この本の企画は昨年(平成18年)の夏頃はじまり、選考詩集が真美子さんに届いたのが秋頃でした。 すでに真民先生は入院中で、窓から見える山並をみて、故郷の阿蘇連邦を思い出していることが多かったと真美子さんが言われます。 そんな時に、今まで選ばれることがなかった「カタクリコと野いばら」「しばもち」が載っていたので、先生の故郷心を換気され出版が承認されたものです。 あらゆることをお断りになられていた時だけに、この本が世に出ることは特別の思いがあるようです。 編者も出版社も知らずして世に出たこの本に、私はめぐりあいの不思議を思います。“まえがき”は真美子さんが書いておられます。 一部を引用させていただきます。
襖を隔てて、父と母は病床にありました。97歳の父と89歳の母は、ベッド上ながら時に向かい合う姿勢になります。 車いすで家の中を移動できた父は、夕方になると寝たきりの母のベッド脇に寄り、その手や肩をさすりながら「わしゃ、先に寝るけんな・・・」と声をかけて、 自分のベッドへ向かうのでした。一人では話すことすらできない母の横に付き添って、私が休みます。三人が川の字になって、毎夜が更けてゆきました。
若い親達は幼子をはさんで川の字になりますが、私は、老いた両親と私の場合を「現代版・変形川の字」と密かに名づけていました。 母は、片方に大きな手袋をしています。できる限りその手袋をはずし、母の手を握っていようと思う私は、日々時間と闘っています。 手を握っている時の母は、すっかり安心しきって穏やかな顔になります。「手と手を合わす」ということがどんなに大切か、しみじみと感じる瞬間です。 母の赤子にも似た表情に吸い込まれるように、私の気持ちも幼かった頃に戻ってゆきます。
ご注文はFAXにて真美子さんに申込みしてください。タンポポの落款を押して郵送してくださいます。1冊1200円+郵送料合計1,340円です。
本と一緒に振込用紙が同封されます。
FAX 089-956-3181
あとがき
危機一髪のこころで継続することができました。まことにとるに足りない小誌ですが、自分自身へのメッセージとして毎月続けています。
今月号はもうだめかとあきらめていましたが、小部保育園での学びから「どうしたらうまくゆくか」の声に我にかえりました。
それ迄に書いていた原稿は否定的なもので、発表するにははばかれるものばかりでした。
小部保育園では言葉の持つ力について、改めて学びましたので、肯定的な発信にしなければならないと全面変更しました。

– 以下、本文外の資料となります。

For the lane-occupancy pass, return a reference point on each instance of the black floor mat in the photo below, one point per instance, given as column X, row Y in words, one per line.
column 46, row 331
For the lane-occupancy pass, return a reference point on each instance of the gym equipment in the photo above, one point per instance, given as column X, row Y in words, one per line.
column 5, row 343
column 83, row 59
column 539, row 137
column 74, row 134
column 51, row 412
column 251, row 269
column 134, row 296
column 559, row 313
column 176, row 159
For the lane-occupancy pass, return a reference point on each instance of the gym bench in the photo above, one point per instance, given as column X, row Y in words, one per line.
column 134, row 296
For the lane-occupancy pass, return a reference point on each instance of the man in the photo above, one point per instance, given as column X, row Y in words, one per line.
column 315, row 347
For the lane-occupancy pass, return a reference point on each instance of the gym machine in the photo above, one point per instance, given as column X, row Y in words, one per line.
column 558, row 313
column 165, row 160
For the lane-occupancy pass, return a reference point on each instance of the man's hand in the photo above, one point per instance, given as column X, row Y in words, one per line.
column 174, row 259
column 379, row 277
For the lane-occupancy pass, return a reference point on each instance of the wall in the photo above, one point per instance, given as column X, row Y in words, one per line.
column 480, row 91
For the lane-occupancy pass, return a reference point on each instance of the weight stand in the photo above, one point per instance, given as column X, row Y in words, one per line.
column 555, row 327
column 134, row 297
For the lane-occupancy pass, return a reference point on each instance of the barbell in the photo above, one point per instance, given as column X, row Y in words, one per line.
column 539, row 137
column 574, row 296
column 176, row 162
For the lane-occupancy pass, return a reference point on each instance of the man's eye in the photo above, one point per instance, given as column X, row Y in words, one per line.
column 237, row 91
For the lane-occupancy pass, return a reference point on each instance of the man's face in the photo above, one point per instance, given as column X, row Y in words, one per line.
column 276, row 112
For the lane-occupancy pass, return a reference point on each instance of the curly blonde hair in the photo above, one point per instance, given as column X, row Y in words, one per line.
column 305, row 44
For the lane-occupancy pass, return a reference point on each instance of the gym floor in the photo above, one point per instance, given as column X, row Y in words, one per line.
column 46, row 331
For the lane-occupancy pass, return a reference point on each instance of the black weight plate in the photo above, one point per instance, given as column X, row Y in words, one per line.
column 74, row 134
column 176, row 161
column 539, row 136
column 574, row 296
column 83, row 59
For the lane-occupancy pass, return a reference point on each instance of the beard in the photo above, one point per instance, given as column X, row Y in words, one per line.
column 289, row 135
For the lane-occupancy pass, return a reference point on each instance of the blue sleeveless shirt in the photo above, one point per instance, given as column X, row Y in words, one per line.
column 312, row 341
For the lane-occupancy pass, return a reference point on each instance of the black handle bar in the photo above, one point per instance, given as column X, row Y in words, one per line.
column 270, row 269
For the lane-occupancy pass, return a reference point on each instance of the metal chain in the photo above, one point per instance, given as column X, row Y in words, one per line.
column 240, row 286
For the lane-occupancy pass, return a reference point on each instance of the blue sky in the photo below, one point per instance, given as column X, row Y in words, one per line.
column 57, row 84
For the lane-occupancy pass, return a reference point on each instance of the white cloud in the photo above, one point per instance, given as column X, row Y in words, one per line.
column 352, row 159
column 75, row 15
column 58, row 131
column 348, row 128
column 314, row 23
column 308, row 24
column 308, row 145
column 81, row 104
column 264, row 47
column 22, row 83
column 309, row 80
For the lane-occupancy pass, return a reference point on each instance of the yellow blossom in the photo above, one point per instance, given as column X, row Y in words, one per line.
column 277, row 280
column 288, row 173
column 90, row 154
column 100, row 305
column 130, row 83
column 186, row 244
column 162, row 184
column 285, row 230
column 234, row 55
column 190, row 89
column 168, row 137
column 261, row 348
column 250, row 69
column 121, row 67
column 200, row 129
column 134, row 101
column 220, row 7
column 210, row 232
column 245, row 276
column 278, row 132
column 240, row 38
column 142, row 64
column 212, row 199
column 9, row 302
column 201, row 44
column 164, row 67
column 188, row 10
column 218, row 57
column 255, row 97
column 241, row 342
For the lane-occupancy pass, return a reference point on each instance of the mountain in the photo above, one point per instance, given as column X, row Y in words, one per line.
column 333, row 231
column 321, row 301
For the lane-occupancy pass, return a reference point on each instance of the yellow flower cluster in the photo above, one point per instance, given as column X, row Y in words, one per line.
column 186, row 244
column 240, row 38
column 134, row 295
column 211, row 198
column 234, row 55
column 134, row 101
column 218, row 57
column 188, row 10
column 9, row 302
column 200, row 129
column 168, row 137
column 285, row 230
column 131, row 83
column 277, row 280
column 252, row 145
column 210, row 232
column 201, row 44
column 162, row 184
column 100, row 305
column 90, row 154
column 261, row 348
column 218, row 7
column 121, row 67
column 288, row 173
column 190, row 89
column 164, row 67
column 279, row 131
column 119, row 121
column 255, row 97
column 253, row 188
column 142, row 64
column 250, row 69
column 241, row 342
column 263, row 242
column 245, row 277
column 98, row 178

浴びる言葉の影響が、魂に伝わるという実習を体験させていただいたのです。ある環境に長年いると、
そこにいる人の精神的雰囲気が同一化されるのに気付きます。例えば、役所には役所らしい人のもつ精神的雰囲気があります。
税務調査を多く受けて、調査官のいつも決っている質問を思うと、その言葉を発すれば発するほど調査官らしく成長してゆくことも、
言葉のもつ偉力だと感じました。とにかく、続けることができる力があることを再認識して歩みます。